After Goodbye Johnny Thunders i read this and this is all about boho london and a bored middle class girl that breaks out and meets a bunch of friends that change her life and their adventures through their early 20's that make them the people they are... another books ive read about 5 times. i think ive even ear marked pages and paragraphs that make my tummy turn upside down.
One of my favourite books of all time! I remember reading this after uni and being blown away by it. Beautifully written, I loved the nostalgic hindsight and the constant hints that drama was about to unfold. This is the book that made me want to write.

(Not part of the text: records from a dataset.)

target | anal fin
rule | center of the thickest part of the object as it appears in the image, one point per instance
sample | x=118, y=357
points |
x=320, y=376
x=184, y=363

I came to Tania via twitter. I was looking for like minded people and she loves the horses - my how she loves the horses. This led me to her blog which I believe to be a work of wonder, easily the best of its kind - a mildly eccentric sideways look at life from the margins as she tries to catch things she glimpses out of the corner of her eye, things she can sometimes hold but can never tame. Like a poet.
So I looked up her back catalogue. All out of print, bar the Sarah Vine thing and that's not for me. Then one day I stumbled drunkenly upon this paperback on a dusty cottage shelf, liberated it and read it one sitting.
It's a self-indulgent book about very privileged and clever people taking their entire twenties to come of age. And presumably it's at least partly autobiographical given the Oxford University setting. It's beautifully written. And decidedly not chick lit. (There's nothing wrong with chick lit, but I suspect more than a few books deserving of a wider audience have been lost within its marketing.)
In the book the narrator cites The Big Chill as one of her favourite films. Well, that's me sold, for it is definitely mine. And there's a scene in the film where the dull husband of one of the main characters acts as a choric critic of the friends at the heart of the film. He points them up as self-obsessed and empty.
Tania replays the same scene here, whereby a chippy outsider pours scorn on the vacuous, self regarding, posturing of her little gang. The book has a self-loathing at its heart that is deeply compelling and strangely touching. As per her blog.
This book really should be in print and aimed at a wider audience.
This is the best book I’ve read this year. From teenagers to adults, to pain to life and loving and leaving and heartbreak. This girl just rights everything I didn’t know I needed to read.
It didn't quite live up to expectations for me - I guess because I didn't really identify with any of the characters. However, the story was enjoyable.